I think there is some debate for likely circumstance between department procedure and joe blows just wanting some protection. If you're carrying for duty you may have to engage people holed up and hell bent on going to the very end, potential hostage etc etc. You don't get the option to just disengage. Id assume most civilians are just using it as a tool to break contact as engaging in a sustained gunfight is going to bring quite a bit of scrutiny if that isn't a part of your job. I'm not a lawyer but we've seen people have caliber/equipment/style of weapon utilized in prosecution justly or not. I'm also not saying it would happen but there's a world where a jury of our "peers" could see someone going out of their way to add extra rounds and skew that into looking for a fight for something that likely wont make a ton of difference for the most common semi automatic carry guns today.Back to the topic of capacity. If the gun has the ability to bring an extra round into a fight, why would you not want that round?

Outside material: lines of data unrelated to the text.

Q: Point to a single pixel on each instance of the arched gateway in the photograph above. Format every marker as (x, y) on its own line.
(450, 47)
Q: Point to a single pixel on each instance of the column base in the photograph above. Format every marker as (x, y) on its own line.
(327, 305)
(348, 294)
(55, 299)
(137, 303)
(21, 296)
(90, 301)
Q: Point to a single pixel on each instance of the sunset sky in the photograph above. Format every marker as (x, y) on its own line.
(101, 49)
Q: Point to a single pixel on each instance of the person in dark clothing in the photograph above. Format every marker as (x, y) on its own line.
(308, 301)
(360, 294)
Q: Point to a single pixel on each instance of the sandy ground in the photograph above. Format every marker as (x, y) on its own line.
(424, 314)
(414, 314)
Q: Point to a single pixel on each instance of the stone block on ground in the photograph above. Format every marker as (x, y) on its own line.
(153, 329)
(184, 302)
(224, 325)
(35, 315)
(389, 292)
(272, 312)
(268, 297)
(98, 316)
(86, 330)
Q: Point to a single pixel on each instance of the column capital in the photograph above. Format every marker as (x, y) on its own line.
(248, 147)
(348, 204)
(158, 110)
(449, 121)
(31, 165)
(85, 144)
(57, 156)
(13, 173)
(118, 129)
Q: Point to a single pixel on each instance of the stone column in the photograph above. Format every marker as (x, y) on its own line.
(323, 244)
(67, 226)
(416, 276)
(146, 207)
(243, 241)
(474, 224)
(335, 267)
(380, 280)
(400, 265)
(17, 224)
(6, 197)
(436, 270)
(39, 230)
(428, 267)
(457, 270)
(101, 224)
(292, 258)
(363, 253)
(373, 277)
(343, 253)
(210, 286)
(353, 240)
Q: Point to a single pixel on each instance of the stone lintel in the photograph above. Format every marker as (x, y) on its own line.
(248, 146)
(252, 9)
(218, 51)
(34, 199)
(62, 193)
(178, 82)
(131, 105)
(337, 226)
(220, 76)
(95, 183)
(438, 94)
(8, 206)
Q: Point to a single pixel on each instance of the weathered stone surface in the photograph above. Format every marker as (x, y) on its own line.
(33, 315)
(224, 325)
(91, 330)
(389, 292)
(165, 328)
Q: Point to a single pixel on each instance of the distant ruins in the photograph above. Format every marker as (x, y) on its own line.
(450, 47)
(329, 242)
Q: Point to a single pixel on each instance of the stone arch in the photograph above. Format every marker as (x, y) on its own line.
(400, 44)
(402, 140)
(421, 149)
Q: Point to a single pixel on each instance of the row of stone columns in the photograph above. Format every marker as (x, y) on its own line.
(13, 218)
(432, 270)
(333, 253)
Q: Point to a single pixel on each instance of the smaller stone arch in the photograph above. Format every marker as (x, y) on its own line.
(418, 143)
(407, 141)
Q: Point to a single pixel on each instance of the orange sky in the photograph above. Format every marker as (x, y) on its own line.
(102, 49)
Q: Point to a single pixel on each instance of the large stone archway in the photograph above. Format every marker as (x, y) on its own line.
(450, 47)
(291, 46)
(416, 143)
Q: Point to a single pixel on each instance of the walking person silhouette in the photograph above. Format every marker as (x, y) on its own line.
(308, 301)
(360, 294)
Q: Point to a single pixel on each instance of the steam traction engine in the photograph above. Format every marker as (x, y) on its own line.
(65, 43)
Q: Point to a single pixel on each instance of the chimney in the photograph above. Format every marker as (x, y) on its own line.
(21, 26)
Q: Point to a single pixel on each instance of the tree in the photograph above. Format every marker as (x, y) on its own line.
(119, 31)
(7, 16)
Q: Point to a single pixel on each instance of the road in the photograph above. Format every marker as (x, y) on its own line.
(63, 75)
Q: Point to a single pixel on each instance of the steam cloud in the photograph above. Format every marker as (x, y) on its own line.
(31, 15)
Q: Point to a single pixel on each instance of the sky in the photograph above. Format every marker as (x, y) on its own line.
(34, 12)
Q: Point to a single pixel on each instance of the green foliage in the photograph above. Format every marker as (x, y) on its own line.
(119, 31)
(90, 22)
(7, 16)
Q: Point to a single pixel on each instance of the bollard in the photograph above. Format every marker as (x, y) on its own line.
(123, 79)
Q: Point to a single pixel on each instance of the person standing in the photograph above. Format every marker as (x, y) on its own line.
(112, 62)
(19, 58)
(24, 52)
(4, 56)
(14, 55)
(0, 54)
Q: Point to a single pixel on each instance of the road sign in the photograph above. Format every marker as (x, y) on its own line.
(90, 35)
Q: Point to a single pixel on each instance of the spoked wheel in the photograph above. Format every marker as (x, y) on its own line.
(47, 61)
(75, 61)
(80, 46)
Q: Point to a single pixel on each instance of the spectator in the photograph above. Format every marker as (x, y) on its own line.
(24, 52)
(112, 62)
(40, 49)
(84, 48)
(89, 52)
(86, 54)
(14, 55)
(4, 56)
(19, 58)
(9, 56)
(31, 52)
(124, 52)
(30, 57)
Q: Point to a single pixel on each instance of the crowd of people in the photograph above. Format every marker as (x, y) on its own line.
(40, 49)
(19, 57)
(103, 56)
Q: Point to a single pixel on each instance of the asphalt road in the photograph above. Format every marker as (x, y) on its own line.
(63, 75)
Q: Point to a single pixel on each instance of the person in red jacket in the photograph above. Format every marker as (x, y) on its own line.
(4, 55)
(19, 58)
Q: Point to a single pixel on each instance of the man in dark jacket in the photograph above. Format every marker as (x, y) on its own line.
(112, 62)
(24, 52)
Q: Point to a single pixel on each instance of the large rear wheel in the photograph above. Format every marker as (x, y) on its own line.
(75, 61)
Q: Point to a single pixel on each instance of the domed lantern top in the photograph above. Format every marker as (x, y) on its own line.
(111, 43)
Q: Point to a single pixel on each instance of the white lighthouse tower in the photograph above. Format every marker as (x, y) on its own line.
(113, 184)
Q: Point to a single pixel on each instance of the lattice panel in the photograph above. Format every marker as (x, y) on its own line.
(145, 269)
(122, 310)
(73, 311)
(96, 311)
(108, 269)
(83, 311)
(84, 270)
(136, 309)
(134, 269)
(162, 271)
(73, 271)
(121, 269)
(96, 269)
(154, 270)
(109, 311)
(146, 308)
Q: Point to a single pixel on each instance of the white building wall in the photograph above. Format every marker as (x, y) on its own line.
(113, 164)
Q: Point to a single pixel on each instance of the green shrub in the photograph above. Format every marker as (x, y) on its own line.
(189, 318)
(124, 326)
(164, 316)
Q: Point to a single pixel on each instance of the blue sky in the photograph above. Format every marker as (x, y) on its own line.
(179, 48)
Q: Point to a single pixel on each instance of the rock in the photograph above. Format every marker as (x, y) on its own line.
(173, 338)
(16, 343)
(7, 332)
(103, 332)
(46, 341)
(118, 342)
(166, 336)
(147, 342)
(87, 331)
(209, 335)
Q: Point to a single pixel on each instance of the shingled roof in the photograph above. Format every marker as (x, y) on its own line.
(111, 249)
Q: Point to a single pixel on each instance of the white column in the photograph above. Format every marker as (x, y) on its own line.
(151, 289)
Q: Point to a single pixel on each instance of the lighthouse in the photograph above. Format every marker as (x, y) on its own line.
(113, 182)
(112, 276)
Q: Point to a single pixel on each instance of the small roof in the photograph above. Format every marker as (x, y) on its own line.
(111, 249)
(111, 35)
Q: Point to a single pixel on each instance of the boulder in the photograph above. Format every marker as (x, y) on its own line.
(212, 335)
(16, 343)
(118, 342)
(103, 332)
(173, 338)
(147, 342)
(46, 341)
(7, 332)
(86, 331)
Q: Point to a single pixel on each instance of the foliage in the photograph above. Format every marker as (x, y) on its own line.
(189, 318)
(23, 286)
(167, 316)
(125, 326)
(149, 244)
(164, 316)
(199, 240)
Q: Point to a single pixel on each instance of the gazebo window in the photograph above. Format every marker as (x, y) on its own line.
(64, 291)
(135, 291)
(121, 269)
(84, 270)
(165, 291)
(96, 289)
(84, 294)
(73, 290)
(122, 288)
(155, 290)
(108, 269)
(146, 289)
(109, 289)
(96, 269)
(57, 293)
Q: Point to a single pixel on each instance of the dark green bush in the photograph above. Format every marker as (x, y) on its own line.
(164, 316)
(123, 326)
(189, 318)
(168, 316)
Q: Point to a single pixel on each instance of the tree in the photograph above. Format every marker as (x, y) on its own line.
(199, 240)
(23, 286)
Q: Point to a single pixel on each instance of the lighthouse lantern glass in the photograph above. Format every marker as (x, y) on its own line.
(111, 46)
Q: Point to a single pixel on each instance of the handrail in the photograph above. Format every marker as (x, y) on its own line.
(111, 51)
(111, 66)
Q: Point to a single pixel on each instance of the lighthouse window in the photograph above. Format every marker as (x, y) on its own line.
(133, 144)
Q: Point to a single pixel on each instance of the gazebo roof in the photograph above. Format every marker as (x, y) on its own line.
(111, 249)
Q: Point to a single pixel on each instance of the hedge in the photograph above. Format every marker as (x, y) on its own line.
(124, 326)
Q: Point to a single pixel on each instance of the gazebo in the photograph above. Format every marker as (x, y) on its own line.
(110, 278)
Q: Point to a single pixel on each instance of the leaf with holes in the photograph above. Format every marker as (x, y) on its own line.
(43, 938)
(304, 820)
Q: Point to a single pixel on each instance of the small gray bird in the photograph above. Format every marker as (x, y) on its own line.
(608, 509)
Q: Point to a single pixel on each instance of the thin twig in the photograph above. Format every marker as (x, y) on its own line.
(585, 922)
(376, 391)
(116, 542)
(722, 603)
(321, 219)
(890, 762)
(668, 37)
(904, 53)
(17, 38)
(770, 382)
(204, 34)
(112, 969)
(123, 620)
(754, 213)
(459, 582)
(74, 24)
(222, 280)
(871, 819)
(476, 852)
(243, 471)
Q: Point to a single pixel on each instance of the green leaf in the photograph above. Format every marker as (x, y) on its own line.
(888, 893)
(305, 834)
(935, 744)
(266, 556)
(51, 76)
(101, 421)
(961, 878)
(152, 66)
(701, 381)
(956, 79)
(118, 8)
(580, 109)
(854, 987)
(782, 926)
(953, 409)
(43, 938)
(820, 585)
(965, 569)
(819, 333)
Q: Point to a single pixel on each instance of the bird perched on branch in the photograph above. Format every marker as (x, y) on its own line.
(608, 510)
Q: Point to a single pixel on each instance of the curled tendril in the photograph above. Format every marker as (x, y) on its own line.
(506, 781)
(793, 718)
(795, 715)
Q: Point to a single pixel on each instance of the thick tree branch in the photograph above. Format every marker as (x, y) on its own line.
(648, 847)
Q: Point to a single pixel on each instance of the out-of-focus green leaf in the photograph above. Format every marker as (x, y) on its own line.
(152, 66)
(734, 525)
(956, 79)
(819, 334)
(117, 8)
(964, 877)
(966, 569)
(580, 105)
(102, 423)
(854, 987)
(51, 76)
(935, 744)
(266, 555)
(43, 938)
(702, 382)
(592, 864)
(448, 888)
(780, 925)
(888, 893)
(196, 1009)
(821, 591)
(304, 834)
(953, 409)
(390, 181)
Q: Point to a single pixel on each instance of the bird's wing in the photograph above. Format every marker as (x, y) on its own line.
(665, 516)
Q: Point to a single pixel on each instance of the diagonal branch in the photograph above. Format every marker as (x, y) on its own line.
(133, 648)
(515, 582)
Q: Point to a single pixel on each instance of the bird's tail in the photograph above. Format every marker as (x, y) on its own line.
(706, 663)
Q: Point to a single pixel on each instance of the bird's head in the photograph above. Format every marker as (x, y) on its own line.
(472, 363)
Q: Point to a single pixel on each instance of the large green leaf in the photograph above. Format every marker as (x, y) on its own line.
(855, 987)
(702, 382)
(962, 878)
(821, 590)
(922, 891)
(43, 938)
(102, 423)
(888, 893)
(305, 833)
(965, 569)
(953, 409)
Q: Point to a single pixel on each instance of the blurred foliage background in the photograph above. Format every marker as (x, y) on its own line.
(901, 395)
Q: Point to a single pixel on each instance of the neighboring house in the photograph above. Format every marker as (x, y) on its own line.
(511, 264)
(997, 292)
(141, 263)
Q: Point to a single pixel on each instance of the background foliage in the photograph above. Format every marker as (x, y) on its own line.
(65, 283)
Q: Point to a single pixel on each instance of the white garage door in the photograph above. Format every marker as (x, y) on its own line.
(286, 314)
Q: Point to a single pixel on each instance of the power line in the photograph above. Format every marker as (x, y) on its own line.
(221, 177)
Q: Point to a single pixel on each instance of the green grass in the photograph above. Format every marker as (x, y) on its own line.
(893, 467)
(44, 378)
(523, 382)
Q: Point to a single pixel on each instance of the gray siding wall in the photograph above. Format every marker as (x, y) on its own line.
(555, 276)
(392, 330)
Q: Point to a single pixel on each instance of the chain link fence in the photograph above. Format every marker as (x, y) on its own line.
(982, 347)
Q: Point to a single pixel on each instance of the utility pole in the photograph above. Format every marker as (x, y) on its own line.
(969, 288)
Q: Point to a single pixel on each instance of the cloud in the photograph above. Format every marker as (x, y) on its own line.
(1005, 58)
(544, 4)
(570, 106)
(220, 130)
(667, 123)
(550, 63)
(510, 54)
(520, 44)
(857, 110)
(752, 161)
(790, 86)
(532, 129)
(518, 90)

My department procedure - insert full magazine. Send slide forward. Remove magazine. Add one round. Insert magazine. Holster weapon.
The Glock 19 already holds 15 rounds. I have two spare magazines with me.
But I’m going to carry that one extra round, because nobody here can predict exactly how the gun fight is going to go down. And when you’re in a gun fight, more ammo is better than less.
This is not an endorsement for or against but I could see why someone wouldn't.